Like any other financial move that seems to make sense at first, a joint bank account could actually create more issues than it solves, warns NextAvenue in the article, “Should You Have a Joint Bank Account With Your Parent?”

A joint bank account can be a quick and easy way to help your parents pay bills and monitor their spending. With you monitoring their account, it’s also easier for you to see potential fraud. It allows an adult child to watch for unauthorized purchases or other issues with the account, like late fees or overdrafts. Another benefit is that in the event of your parents’ deaths, you will have immediate access to the account funds without the need to go through the probate process. This can be helpful when paying burial and other final expenses.

However, there’s plenty that can go wrong if you have a joint bank account with your parents.

First, your parents’ money won’t be safe from your own debts or liabilities. If something happens to you, like an accident, divorce, or bankruptcy, you’ll be putting your parents’ money at risk. Depending on the rights of survivorship on the account, all the money in the account could go directly to you when the last of your parents dies. That would disinherit your brothers and sisters.

If you make deposits to the account yourself, it may impact your parents’ eligibility for government benefits, like Medicaid. A joint account may also play a role in your child’s student financial aid eligibility because government and financial institutions can designate all the money in the joint account as your money—even if half of it is yours and half belongs to your parents.

There can also be tax implications to having a joint account. The IRS could deem this to be a gift, triggering a gift tax return, if the account is valued above $15,000 (from each parent for 2018). Likewise, if the parents and adult child open a new account together, and the parents deposit a large amount of money which the adult child later withdraws, it could arguably be seen as a gift.

Look at these options that might work better for you and your family instead of a joint bank account:

1. With signature authority on an account, you can pay your parents’ bills.
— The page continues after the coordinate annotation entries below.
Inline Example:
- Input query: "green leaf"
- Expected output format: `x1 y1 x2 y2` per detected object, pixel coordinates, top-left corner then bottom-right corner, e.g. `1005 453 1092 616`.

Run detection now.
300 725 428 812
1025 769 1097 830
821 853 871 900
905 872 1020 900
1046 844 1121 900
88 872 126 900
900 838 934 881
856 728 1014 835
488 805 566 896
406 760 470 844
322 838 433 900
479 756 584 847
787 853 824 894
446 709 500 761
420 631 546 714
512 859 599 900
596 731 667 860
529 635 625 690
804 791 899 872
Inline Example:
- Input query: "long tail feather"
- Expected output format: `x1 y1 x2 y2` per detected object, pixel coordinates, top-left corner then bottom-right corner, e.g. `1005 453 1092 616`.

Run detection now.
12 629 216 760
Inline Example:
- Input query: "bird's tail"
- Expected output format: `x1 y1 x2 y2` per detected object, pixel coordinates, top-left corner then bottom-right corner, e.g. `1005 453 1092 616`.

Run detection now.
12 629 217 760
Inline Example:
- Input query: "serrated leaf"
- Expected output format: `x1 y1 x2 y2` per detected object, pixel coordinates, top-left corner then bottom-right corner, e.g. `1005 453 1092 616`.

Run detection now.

However, you won’t be authorized to use the money in ways that aren’t for their benefit, and the money will be protected from your creditors.

2. With power of attorney, an adult child can make financial decisions on the accounts that are titled in the parents’ names. The POA should be durable, so that it will still be in place, if the parents become incapacitated.
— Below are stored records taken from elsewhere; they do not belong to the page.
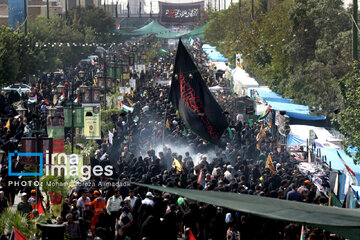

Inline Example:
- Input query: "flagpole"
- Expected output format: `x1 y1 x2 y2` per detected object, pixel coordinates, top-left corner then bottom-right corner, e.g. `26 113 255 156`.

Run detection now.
162 103 167 146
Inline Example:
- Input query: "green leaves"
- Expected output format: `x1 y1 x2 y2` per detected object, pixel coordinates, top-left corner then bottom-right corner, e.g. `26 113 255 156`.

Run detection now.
334 62 360 164
204 0 351 116
0 26 21 84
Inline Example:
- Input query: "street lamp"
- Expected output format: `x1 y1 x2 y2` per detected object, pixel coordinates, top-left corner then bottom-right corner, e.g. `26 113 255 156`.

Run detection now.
0 149 5 163
79 70 85 79
48 106 56 117
56 83 65 93
79 83 87 94
16 104 27 117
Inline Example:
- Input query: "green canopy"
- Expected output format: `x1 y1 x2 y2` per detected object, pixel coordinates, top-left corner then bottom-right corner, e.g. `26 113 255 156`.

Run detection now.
113 20 172 36
181 24 207 38
131 183 360 240
156 24 206 39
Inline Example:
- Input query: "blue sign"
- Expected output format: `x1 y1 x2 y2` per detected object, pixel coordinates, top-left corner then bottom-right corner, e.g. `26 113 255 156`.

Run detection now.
9 151 44 176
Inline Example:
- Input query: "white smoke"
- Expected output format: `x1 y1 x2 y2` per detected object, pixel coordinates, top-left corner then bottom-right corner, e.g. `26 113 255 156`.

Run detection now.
154 143 216 166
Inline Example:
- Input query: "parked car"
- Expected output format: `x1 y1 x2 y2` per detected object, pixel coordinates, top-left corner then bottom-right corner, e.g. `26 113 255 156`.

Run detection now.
4 83 31 95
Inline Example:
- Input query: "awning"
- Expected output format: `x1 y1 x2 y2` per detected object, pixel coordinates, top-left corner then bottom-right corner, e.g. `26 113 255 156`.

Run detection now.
131 183 360 240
3. Your parents can create a revocable living trust, appoint you as co-trustee and open a bank account in the name of the trust with two or more signers. Talk with an estate planning or elder law attorney to see if this makes sense in your situation.
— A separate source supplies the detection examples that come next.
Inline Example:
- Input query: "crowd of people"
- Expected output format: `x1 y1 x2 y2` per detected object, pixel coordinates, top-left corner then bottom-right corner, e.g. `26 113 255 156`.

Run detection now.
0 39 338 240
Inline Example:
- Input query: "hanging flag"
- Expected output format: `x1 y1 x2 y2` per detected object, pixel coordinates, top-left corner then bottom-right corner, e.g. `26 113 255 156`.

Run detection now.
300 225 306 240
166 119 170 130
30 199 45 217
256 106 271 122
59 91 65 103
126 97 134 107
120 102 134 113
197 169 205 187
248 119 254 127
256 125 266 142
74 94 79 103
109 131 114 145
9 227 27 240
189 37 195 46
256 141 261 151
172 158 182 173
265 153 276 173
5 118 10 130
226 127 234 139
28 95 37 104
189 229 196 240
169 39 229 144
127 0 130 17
4. If you’re worried about your mom or dad’s mental capacity, you petition the court for guardianship, which will let you to manage his or her finances. The guardian doesn’t own the funds, and the money can’t be garnished or seized to settle a guardian’s debt. However, it’s a difficult and complicated process. All concerned may be better served to have a durable power of attorney in place, before a parent becomes incapacitated.

5. What if your larger concern is that funds will not be available after your parents die, because they’ll be part of probate? One way to address is by adding a ““Payable on Death” provision to their bank account. The funds will be paid directly to the account’s beneficiaries. A word of caution: speak with an estate planning attorney to be sure that this will not have an impact on any estate planning already in place.

Reference: NextAvenue (July 17, 2018) “Should You Have a Joint Bank Account With Your Parent?”